The problem with lists like this is that they create this urge to measure, and then compare the savings to something big, like for example an airplane taking off. This probably uses more energy in five or ten minutes than our whole household uses in a year.

So how can we avoid the real problem of just being overwhelmed by the magnitude of the problem?

Waste is inevitable at some level, but totally within our control in many nearly costless ways as individuals. The saying “think globally, act locally” is the key. Remember that local can be very, very local, as in the actions that you (yes, you) take.

So perhaps rather than trying to save the world on your own, we can each simply think about what actions are responsible. Is it “responsible” of me to heat my house? Yes. Is it responsible of me to heat my house when no one is in it?
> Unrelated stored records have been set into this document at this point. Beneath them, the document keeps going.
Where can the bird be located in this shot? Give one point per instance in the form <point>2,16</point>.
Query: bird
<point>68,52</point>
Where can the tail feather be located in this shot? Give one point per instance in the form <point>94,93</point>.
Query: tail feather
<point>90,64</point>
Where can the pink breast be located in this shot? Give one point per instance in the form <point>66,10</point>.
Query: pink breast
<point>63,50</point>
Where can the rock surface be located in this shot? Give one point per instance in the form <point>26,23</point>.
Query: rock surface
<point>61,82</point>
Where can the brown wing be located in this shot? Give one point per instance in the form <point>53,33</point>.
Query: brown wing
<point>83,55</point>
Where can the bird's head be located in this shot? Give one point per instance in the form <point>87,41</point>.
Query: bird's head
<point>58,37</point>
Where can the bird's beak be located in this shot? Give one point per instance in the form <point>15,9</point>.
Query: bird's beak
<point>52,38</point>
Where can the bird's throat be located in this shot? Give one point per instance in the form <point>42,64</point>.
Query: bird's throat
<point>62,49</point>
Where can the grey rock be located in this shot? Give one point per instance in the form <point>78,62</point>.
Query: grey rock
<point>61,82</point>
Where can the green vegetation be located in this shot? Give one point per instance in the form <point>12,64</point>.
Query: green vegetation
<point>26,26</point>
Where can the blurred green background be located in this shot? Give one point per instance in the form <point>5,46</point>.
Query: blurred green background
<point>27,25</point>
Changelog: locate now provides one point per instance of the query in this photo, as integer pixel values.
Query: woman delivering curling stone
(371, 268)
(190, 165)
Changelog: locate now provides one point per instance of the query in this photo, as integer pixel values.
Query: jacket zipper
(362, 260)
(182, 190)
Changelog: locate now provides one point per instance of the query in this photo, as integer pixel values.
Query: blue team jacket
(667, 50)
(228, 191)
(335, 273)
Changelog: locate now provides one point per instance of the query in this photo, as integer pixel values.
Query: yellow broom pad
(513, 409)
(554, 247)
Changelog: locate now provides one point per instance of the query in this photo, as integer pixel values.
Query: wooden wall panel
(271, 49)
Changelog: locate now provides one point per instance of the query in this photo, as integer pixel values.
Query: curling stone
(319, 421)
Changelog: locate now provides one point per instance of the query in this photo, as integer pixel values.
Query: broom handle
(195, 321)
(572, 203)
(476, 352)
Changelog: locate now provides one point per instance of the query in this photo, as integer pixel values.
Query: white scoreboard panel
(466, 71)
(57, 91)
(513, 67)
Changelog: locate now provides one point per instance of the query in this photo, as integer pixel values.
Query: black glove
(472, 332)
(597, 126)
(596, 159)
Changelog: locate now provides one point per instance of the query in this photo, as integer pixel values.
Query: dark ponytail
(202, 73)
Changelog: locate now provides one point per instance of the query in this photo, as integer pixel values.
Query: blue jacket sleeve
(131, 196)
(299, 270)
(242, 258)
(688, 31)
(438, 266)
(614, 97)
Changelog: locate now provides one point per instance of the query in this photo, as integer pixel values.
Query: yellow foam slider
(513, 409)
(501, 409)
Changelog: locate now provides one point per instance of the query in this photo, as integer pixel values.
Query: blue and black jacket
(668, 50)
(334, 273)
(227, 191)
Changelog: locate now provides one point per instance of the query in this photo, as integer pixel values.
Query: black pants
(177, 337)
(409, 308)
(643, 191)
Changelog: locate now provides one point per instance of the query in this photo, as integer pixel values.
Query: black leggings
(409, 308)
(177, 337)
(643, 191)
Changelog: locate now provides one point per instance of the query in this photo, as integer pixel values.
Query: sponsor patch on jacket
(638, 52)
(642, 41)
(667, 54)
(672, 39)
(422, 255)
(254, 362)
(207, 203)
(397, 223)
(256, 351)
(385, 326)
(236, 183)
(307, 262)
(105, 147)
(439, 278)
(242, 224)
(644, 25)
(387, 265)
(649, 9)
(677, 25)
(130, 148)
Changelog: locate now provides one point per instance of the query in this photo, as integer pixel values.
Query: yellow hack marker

Most likely, no.

Little acts of individual responsibility, even tiny acts, have a surprising effect: they make you think a little about what your actions cause. Don’t be guilty, don’t be overwhelmed: simply start by gaining awareness of this extra dimension of your life and its impact on the world. It can be kind of fun to find ways to do more efficiently that which you will do anyway. Isn’t this just an aspect of being a responsible person?